Le ministère a justifié cette décision par la mise en circulation imminente des permis de conduire véritablement biométriques à travers toute l’étendue du pays.
Cette annonce intervient une semaine après que le ministère des affaires étrangères a indiqué qu'à partir du 16 octobre prochain, les passeports électroniques dit semi-biométriques n'auront plus cours légal en RDC.
En début de semaine, le ministère a notifié les ambassades et consulats congolais de prendre en compte cette mesure à la date indiquée, la justifiant par des raisons de sécurité et l'uniformisation de l'identification des citoyens.
À Kinshasa comme à l'intérieur du pays, ces deux mesures sont contestées par la population.
Zacharie Bababaswe, député national, élu de Kinshasa pour le compte de la plateforme politique du chef de l'État Congolais Joseph Kabila, a initié une interpellation du ministre des affaires étrangères devant l'assemblée nationale.
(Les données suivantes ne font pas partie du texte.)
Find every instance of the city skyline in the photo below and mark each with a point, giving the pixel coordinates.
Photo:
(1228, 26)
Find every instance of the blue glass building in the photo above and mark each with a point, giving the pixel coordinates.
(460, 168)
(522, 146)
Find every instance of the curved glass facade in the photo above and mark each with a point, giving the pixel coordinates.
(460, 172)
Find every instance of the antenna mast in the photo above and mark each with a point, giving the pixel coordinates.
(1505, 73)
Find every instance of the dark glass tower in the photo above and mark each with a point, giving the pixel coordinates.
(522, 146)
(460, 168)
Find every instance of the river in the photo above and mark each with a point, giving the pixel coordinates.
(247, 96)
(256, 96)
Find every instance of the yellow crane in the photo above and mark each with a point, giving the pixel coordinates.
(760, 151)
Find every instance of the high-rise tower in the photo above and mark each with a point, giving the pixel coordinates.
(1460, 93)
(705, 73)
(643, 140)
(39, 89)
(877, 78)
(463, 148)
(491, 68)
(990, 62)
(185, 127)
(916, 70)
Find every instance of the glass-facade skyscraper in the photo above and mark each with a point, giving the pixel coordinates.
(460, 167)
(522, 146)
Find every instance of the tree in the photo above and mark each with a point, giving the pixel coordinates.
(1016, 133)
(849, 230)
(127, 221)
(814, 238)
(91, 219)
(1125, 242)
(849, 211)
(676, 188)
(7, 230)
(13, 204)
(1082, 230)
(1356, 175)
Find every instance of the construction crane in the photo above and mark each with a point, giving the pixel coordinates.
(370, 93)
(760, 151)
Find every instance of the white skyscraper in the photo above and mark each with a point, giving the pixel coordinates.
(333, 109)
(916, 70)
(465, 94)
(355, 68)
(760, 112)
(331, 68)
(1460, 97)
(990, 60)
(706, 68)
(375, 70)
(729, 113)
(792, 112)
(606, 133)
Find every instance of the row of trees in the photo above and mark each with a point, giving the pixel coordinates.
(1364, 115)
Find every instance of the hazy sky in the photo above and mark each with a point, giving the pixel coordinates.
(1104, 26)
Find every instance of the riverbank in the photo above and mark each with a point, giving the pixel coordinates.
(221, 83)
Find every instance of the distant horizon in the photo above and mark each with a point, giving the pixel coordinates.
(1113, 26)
Pour ce parlementaire, cette mesure est "une arnaque d'État", indiquant que le passeport est l'un de plus chers au monde (250$-300$) au lieu de son prix officiel de 185 $.
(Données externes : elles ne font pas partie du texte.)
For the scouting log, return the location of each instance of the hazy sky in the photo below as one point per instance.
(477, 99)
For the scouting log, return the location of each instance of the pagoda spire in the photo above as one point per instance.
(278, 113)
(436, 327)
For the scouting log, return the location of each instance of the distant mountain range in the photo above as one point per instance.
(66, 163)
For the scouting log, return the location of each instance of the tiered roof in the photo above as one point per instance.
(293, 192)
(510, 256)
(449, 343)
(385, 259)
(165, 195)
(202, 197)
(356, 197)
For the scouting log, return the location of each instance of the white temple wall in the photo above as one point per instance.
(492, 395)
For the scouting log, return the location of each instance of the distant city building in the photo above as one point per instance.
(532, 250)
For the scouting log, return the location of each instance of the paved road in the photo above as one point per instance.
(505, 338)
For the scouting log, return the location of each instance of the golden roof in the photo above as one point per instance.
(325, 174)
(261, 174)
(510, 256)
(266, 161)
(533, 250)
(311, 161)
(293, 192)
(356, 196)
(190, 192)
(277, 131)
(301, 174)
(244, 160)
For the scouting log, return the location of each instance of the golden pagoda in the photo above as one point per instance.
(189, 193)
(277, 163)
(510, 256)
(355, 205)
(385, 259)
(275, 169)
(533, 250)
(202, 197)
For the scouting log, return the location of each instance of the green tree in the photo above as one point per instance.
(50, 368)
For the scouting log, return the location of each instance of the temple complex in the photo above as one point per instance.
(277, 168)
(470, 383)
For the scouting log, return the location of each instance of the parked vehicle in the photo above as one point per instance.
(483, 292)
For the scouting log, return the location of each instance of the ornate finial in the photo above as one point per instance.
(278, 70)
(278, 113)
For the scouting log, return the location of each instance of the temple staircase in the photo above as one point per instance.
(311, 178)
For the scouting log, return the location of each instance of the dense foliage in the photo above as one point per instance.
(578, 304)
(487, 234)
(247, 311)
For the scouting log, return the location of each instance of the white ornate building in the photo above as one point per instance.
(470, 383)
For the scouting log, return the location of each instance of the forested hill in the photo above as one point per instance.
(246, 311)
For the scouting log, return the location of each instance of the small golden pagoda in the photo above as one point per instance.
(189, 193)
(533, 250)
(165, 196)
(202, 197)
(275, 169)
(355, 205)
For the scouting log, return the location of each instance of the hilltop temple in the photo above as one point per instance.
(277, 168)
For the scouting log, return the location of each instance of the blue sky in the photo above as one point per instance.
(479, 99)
Une trentaine de personnes dont des activistes de droits humains, des artistes et journalistes ont été arrêtés mercredi dernier alors qu'ils manifestaient devant le ministère des affaires étrangères contre cette mesure, brandissant des banderoles portant mentions "Mon passeport est très valide"; "Touche pas à mon passeport"; "PasseportGate"...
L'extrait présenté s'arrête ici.